Once when Mr. Liu was traveling in Runan, he came across a person named Zhang Jili who was hurrying on his way to a funeral a great distance away. When he unexpectedly encountered icy conditions, his wagon broke down, and he was stuck. When Mr. Liu saw this, he immediately got out of his wagon and gave it to Zhang. He himself took off on horseback, without leaving his name. Zhang figured he must be the renowned and benevolent Liu Yi . After the funeral, Zhang made a special trip to pay Mr. Liu a visit in Yingyin to return the wagon. When Liu learned that Zhang was coming, he closed the door and left a message that he was out, so as to avoid meeting Zhang.

Mr. Liu held fast to his own ideals and was not willing to submit to the royal government's appointments. Later, he accepted an appointment by Chong Fu, the prefect of the Ying District, as a merit officer. Because he helped Chong Fu on a critical matter, Chong Fu wanted to recommend him to the imperial court as an official. But the upright Liu Yi refused, feeling it shameful to use such matters as a springboard to a higher rank.

When there was a famine because of the war, Mr. Liu expended much effort to provide relief to those in need and without grain. Several hundred people survived because of him. In short, so long as people nearby needed help, he would go all out to provide relief.

When Emperor Hanxian relocated the capitol west, Mr. Liu was recommended to be the finance officer. Because of Mr. Liu's meritorious service, the emperor issued a special imperial order to appoint him as court attendant, and he was transferred to Chenliu to the post of prefect. Mr. Liu gave away all his treasure and jewels and only had his wagons when he went to Chenliu to take up the post.

On the way, several hundred miles past Hangu Pass, Liu Yi discovered that an official had died of illness by the roadside. Mr. Liu thereupon traded his horse for a coffin and took off his own clothes to wrap the corpse and place it in the coffin.
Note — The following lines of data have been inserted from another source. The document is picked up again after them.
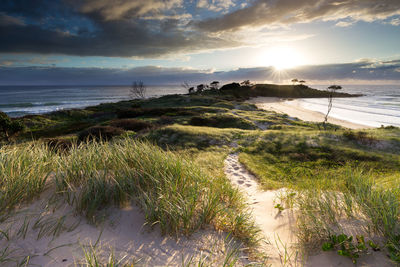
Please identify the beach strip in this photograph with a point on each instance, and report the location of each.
(293, 109)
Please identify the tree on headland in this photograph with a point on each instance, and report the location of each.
(214, 85)
(9, 127)
(138, 90)
(246, 83)
(187, 86)
(331, 89)
(200, 88)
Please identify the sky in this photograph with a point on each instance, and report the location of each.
(115, 42)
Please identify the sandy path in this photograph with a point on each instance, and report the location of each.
(276, 226)
(279, 228)
(294, 109)
(124, 233)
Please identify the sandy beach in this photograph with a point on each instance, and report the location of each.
(294, 109)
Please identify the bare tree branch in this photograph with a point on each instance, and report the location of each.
(138, 90)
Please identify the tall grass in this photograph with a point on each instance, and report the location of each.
(363, 204)
(174, 192)
(24, 170)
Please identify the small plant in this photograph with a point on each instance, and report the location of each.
(346, 247)
(131, 124)
(99, 133)
(9, 127)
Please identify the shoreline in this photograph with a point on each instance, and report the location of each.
(280, 106)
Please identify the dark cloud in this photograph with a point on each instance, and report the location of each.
(363, 70)
(272, 12)
(154, 28)
(100, 28)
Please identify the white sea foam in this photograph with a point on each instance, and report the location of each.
(379, 106)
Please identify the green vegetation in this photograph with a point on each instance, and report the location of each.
(9, 127)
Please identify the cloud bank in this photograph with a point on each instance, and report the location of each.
(157, 28)
(364, 70)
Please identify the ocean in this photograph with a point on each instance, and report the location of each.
(380, 104)
(18, 101)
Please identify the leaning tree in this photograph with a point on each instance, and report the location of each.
(331, 89)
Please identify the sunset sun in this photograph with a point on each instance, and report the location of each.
(282, 57)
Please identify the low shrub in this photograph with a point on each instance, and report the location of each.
(360, 137)
(97, 133)
(131, 124)
(222, 121)
(59, 145)
(137, 112)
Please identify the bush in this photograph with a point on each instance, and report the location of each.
(9, 127)
(59, 145)
(131, 124)
(137, 112)
(97, 133)
(360, 137)
(222, 121)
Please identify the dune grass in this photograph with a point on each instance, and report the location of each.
(24, 171)
(175, 193)
(363, 205)
(298, 158)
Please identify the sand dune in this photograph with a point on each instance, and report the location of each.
(279, 227)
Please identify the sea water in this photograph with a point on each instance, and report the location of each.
(18, 101)
(379, 105)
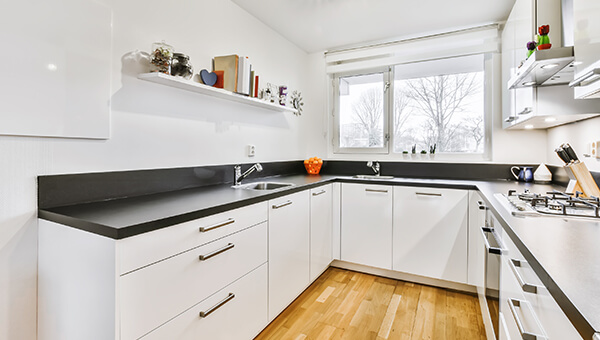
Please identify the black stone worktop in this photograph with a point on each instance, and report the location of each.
(565, 253)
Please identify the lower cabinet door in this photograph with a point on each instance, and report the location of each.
(367, 224)
(289, 258)
(238, 311)
(430, 232)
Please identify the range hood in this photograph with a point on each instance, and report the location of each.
(545, 67)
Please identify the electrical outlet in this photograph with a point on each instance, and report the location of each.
(251, 150)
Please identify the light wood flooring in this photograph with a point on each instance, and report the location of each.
(342, 304)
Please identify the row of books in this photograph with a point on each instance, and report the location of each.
(238, 75)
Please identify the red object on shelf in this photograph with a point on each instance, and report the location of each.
(544, 47)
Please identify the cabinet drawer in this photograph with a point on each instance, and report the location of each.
(144, 249)
(240, 316)
(154, 294)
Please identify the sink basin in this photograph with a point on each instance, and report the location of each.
(264, 186)
(373, 177)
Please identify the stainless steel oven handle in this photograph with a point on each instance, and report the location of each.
(527, 287)
(217, 306)
(512, 304)
(490, 249)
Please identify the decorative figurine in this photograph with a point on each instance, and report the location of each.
(543, 39)
(530, 48)
(296, 101)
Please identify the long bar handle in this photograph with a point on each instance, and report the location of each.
(512, 304)
(319, 193)
(577, 82)
(217, 225)
(527, 287)
(376, 190)
(216, 252)
(217, 306)
(490, 249)
(428, 194)
(275, 206)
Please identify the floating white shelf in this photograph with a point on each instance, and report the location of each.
(189, 85)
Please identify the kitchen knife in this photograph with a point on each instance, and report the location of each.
(569, 150)
(563, 155)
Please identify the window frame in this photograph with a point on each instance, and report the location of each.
(387, 79)
(387, 152)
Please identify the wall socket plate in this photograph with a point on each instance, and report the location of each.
(251, 150)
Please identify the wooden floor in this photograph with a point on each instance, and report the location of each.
(342, 304)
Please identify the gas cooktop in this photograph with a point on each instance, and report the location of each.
(553, 203)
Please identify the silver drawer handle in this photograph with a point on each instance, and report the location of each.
(319, 193)
(577, 82)
(490, 249)
(275, 206)
(216, 252)
(512, 304)
(428, 194)
(481, 205)
(527, 287)
(376, 190)
(217, 306)
(217, 225)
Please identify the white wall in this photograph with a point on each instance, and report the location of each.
(579, 135)
(152, 126)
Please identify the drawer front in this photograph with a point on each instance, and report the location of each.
(241, 316)
(154, 294)
(142, 250)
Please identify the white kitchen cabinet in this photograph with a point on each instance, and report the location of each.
(289, 246)
(239, 311)
(586, 15)
(366, 225)
(321, 218)
(430, 232)
(539, 312)
(476, 248)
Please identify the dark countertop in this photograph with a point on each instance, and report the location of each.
(563, 252)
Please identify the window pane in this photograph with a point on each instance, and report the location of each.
(361, 111)
(445, 110)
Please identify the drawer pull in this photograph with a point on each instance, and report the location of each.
(513, 304)
(217, 306)
(376, 190)
(275, 206)
(492, 250)
(527, 287)
(216, 252)
(428, 194)
(217, 225)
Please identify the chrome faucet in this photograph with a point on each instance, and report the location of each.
(375, 166)
(239, 176)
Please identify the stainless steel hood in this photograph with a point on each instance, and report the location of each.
(546, 67)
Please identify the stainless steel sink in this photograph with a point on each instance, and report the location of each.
(263, 186)
(373, 177)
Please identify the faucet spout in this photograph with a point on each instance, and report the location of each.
(239, 176)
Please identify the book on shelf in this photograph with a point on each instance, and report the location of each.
(229, 64)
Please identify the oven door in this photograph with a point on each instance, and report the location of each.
(493, 252)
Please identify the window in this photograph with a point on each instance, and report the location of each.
(419, 105)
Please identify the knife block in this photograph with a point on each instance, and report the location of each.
(581, 180)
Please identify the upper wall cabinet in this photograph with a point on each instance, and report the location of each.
(57, 67)
(527, 105)
(587, 48)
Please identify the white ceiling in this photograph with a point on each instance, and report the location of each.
(319, 25)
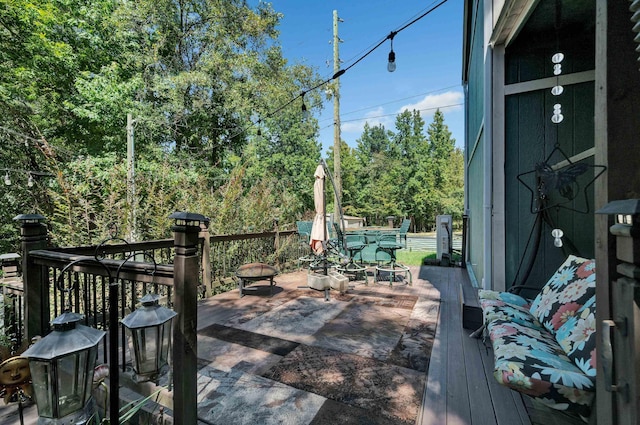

As he continued on his journey, he met a person he had known in the past, destitute and hungry. Mr. Liu could not bear to leave the person like that, so he gave orders that the oxen that pulled the wagon be killed to provide food for him. Everybody urged him not to do it, but Mr. Liu said, "If a man sees somebody in dire straits and does nothing, he is hardly a gentleman with aspirations." Later, Mr. Liu, together with those people, died of hunger.

Helping people in difficulty, selflessly and with everything, including one's own life, is probably what our Divine Culture referred to as "Dying for a just cause."

Mr. Liu did good deeds, but he did not brag about it or use it for fame or to achieve high rank. What he did, however, was in plain sight of Heaven above. Mr. Liu would have accrued much virtue for himself and thus laid a good foundation for his future life. Sooner or later, Heaven would reward him handsomely.